Nguyen nennt darin Budgetrestriktionen als größte Herausforderung, da Ressourcen in andere nationale Prioritäten wie Infrastruktur und Gesundheit umgeleitet werden. Er betont auch, dass die Vietnamesische Volksrarmee (VPA) politische Aktionen und Propaganda über militärische Aktionen stellt, was die Modernisierungsbemühungen ebenfalls behindert.

Darüber hinaus weist Nguyen darauf hin, dass die Anti-Korruptionskampagne des ehemaligen und inzwischen verstorbenen Generalsekretärs der Kommunistischen Partei, Nguyen Phu Trong, das militärische Beschaffungswesen gestört hat, da in ihrer Folge mehrere korrupte Netzwerke innerhalb der VPA zerschlagen wurden.
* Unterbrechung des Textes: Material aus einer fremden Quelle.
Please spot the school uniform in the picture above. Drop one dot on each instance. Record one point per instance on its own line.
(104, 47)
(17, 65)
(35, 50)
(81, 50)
Vietnams Umgang mit seinen Gebietsansprüchen im Südchinesischen Meer könnte ebenfalls ein Faktor für Chinas relativ zurückhaltende Reaktion im Gegensatz zu seinem aggressiven Vorgehen gegenüber den Philippinen sein.

In einem Artikel vom Mai 2024 für das National Bureau of Asian Research (NBR) schreibt Nguyen, dass Vietnams Ansatz im Umgang mit Spannungen mit China "diskret und pragmatisch" sei, was eine Gratwanderung zwischen Entgegenkommen und Durchsetzungsvermögen widerspiegele.

Vietnam habe aufgrund "konservativer" innenpolitischer Traditionen historisch eher eine unterwürfige Haltung gegenüber China eingenommen hat, suche jetzt jedoch zunehmend die Unterstützung der Association of Southeast Asian Nations (ASEAN) und der USA, um eigene politische und militärstrategische Interessen in der Region durchzusetzen. Das Südchinesische Meer ist dabei nur ein Schauplatz.

Die Spratlay-Inseln inmitten des Südchinesischen Meeres werden sowohl von Vietnam, als auch von China, Taiwan, Malaysia und Brunei beansprucht.